The study participants whose VL was in the range 1,000–4,999 copies/ml were 47% more likely to suppress after IAC compared to their counterparts with VL ≥ 10,000 copies/ml (ARR: 1.47, 95% CI: 1.26–1.73, p < 0.001). Additionally, the probability of VL suppression was 19% higher for study participants whose VL was between 50,000–10,000 copies/ml in comparison to those whose VL ≥ 10,000 copies/ml (ARR = 1.19, 95% CI: 0.86–1.66). The study results are comparable to findings of a retrospective cohort study in Ethiopia where the baseline VL result was an important predictor of VL suppression after IAC [12]. In Ethiopia, the VL suppression probability was 56% lower for study participants with a VL greater than 10,000 copies/ml; and 7% lower for participants whose VL was between 5001–10,000 copies/ml when both categories were compared to those who had a baseline VL of 1,000–5,000 copies/ml [12]. Baseline VL ≥ 10,000 copies/ml was also associated with increased odds of VL non-suppression after EAC in Ethiopia from a case-control study [42]. Nevertheless, younger age, extended duration on ART, CD4 cell count of 201to 500/mm3 and residing in an urban area are factors found to be positively associated with suppression of VL after EAC in Ethiopia [43]. Similarly, in a retrospective cohort study in Zimbabwe, the participants with a baseline VL greater than 5000 copies/ml had a lower probability of VL suppression after IAC in comparison to those with baseline VL between 1000–5000 copies/ml, with the likelihood of VL suppression reducing with increasing VL test result [14]. The reduced likelihood of viral suppression after the IAC intervention in persons with very high baseline VL results can be linked to possible unidentified accumulated pre-existing resistance to ART and in such individuals, only switching to the next effective ART regimen most accurately determined by resistance testing can reverse the viral non-suppression. Unfortunately, due to cost implications, HIV resistance testing is reserved for limited categories of PWHIV in Uganda including those failing on their second and third line ART regimens [13].
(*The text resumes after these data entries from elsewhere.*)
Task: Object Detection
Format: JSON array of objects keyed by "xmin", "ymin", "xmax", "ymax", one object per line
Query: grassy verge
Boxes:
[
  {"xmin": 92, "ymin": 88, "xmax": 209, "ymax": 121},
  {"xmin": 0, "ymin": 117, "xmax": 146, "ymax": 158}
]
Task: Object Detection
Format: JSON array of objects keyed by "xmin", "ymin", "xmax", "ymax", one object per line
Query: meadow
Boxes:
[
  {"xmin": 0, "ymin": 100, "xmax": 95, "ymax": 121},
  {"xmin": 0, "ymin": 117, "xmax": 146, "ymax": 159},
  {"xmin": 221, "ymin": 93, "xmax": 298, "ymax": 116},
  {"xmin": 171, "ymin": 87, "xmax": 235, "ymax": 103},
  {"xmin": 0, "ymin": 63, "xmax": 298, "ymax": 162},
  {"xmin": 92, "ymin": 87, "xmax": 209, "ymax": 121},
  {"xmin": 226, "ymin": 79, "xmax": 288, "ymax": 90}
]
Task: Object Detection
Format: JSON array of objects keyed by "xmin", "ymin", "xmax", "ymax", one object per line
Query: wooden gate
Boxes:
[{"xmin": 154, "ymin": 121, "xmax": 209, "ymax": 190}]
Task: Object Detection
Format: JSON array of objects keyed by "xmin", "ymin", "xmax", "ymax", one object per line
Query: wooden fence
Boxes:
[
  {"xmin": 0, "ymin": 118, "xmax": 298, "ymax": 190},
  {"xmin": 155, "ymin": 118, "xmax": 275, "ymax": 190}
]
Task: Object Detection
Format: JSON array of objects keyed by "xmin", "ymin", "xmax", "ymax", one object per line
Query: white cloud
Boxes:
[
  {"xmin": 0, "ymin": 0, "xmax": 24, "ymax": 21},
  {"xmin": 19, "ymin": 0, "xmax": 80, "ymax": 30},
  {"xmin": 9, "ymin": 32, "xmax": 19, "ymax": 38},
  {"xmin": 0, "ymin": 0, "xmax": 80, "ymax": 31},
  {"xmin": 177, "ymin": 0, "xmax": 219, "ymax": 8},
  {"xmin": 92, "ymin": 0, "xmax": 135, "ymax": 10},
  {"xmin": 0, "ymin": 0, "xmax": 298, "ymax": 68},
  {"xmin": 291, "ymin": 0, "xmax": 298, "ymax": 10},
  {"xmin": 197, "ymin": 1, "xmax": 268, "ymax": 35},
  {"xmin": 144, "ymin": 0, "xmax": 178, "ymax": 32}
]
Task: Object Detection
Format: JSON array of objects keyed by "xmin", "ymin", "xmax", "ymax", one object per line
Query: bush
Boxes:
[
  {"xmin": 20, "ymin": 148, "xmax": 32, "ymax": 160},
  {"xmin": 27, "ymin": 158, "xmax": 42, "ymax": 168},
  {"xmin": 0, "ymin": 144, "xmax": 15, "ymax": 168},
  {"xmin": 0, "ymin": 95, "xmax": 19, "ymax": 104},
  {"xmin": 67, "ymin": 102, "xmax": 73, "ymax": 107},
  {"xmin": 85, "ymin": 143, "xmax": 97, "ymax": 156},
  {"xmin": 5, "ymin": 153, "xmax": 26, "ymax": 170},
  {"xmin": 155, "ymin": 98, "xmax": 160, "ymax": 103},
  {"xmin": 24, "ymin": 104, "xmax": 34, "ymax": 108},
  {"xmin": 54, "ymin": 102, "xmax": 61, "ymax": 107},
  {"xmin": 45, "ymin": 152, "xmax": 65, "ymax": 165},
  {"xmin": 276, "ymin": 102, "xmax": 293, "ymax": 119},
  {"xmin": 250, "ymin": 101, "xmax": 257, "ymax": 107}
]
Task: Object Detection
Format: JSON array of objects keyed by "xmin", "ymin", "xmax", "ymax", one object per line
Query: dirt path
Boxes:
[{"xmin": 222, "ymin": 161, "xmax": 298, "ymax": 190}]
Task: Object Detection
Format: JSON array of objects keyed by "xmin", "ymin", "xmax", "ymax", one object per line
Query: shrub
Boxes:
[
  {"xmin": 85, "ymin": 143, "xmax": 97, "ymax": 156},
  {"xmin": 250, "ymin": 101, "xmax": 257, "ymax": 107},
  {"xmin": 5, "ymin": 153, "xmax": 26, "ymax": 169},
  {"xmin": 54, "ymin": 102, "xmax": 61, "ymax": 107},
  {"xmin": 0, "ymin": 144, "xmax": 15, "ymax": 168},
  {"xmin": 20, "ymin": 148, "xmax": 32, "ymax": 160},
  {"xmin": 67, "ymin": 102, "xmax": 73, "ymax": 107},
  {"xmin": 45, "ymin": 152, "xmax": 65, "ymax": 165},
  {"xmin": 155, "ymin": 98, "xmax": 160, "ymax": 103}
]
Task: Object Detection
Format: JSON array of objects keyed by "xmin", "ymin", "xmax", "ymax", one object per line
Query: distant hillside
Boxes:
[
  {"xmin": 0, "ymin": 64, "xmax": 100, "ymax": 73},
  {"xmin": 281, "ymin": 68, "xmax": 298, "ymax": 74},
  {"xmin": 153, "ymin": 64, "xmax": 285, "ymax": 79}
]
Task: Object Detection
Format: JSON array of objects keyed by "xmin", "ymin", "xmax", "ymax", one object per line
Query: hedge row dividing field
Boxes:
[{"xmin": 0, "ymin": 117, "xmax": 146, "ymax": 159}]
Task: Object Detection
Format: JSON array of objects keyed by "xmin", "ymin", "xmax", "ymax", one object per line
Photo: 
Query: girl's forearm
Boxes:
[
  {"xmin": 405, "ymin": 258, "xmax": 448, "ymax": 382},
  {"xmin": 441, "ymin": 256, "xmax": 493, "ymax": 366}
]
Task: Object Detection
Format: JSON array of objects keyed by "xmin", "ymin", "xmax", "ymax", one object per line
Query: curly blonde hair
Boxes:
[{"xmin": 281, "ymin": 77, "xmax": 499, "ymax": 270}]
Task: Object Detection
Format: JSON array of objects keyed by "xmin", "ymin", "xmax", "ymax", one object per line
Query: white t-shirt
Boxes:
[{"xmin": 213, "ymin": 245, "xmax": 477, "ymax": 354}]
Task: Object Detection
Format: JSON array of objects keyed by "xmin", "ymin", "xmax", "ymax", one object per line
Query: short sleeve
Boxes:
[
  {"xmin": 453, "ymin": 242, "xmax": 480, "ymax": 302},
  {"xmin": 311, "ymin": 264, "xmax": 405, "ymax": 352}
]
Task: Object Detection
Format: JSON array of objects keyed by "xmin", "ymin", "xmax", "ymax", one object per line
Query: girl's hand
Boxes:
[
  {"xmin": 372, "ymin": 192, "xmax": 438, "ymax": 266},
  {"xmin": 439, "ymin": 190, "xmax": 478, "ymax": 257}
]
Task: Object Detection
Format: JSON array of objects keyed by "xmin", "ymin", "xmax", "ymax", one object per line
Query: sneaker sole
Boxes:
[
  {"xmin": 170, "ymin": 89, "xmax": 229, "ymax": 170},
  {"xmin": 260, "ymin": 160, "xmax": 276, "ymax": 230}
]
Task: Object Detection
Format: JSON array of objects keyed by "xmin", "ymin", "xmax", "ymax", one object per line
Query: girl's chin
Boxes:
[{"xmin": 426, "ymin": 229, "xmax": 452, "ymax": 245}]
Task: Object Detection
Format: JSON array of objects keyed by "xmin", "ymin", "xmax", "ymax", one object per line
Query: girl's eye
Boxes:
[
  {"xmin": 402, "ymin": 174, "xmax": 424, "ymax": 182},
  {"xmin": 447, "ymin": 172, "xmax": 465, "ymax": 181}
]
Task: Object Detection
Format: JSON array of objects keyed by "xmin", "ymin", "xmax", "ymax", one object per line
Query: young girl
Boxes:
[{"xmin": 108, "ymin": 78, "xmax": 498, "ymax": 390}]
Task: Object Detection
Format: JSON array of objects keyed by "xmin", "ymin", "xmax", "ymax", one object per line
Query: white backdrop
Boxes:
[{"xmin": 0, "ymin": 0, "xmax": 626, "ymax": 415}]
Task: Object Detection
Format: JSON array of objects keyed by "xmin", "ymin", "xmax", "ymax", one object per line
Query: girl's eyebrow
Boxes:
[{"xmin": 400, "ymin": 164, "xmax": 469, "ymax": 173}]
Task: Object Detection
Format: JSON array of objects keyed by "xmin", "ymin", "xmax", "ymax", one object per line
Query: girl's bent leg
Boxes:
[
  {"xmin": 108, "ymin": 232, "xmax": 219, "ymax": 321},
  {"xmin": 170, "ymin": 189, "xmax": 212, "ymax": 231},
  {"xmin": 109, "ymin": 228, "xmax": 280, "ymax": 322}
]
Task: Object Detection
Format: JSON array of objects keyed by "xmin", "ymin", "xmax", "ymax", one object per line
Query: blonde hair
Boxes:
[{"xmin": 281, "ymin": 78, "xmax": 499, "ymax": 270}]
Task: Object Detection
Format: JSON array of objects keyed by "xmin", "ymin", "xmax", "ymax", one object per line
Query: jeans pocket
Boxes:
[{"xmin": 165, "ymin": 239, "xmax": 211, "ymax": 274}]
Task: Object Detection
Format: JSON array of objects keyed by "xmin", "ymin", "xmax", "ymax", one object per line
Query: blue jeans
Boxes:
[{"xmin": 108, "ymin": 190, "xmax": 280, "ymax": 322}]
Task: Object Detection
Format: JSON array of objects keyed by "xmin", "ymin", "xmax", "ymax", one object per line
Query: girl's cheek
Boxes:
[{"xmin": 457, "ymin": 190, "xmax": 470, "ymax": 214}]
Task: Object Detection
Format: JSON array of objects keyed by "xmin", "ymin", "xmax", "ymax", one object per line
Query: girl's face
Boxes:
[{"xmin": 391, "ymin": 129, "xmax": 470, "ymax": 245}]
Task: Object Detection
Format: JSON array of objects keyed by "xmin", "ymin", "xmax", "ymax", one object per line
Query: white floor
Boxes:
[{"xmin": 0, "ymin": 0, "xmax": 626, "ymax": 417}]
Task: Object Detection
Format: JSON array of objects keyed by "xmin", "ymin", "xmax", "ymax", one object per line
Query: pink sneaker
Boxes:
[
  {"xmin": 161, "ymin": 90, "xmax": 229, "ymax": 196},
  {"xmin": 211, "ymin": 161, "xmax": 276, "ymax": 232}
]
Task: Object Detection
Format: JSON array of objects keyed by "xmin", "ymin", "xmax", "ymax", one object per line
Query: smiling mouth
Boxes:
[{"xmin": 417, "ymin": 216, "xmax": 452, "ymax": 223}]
Study strengths and limitations
Study strengths include the cohort design which inherently provided a temporal causal relationship between IAC and VL suppression [44], a large sample size and utilization of routine patient information collected in a public HIV clinic in an urban setting, thus making the sample representative of the HIV clinic and generalizable to other urban HIV clinics in Kampala and Wakiso districts in Uganda. The major study limitation was utilization of routine clinic data which had missing information and therefore data analysis and interpretation was limited to routinely collected and documented variables in the client records. Important patient variables which could have affected the baseline and repeat VL testing, linkage to IAC and viral suppression post IAC like socio-economic status, education level and distance of patients’ residence to the HIV clinic were unavailable. Lastly, since it was an entirely quantitative study, health workers and participants experiences and perceptions regarding the IAC intervention and its delivery were not studied, which could have been examined by qualitative methods.